I seem to get an error while I use a for loop in my web scraping technique.
Here is my code for the app.py file:
page_content = requests.get("http://books.toscrape.com/").content
parser = BookParser(page_content)
containers = parser.Content()
results = []
for container in containers:
name = container.getName()
link = container.getLink()
price = container.getPrice()
rating = container.getRating()
results.append({'name': name,
'link': link,
'price': price,
'rating': rating
})
print(results[4])
and this is the code for the function that is called:
class BookParser(object):
RATINGS = {
'One': 1,
'Two': 2,
'Three': 3,
'Four': 4,
'Five': 5
}
def __init__(self, page):
self.soup = BeautifulSoup(page, 'html.parser')
def Content(self):
return self.soup.find_all("li",attrs={"class": 'col-xs-6'})
def getName(self):
return self.soup.find('h3').find('a')['title']
def getLink(self):
return self.soup.find('h3').find('a')['href']
def getPrice(self):
locator = BookLocator.PRICE
price = self.soup.select_one(locator).string
pattern = r"[0-9\.]*"
validator = re.findall(pattern, price)
return float(validator[1])
def getRating(self):
locator = BookLocator.STAR_RATING
rating = self.soup.select_one(locator).attrs['class']

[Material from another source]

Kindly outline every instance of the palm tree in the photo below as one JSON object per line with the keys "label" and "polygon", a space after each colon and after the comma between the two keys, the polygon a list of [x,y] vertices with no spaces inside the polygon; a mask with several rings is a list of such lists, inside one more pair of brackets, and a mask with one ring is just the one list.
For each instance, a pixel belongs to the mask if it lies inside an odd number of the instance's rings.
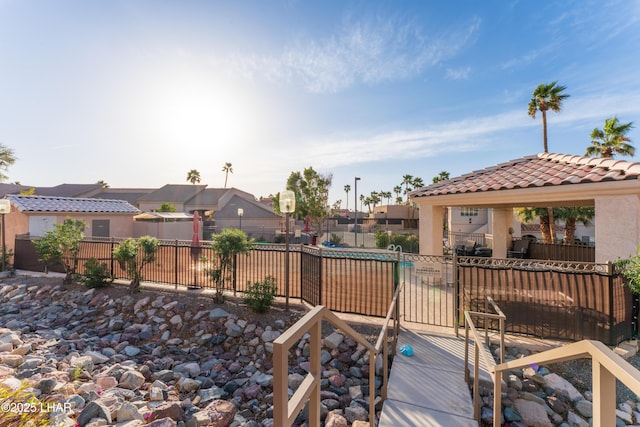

rating_number = BookParser.RATINGS.get(rating[1])
return rating_number
and finally, this is the error:
Traceback (most recent call last):
File "c:\Users\Utkarsh Kumar\Documents\Projects\milestoneP4\app.py", line 13, in <module>
name = container.getName()
TypeError: 'NoneType' object is not callable
I don't seem to understand why is the getName() function returning a None Type.
Any help will be highly appreciated as I am pretty new to web scraping
PS: Using it without the for loop just works fine
something like this:
name = parser.getName()
print(name)
parser.getName()will returnA Light in the Atticevery time, which is probably not what you want. In fairness, it's a pretty cool book though.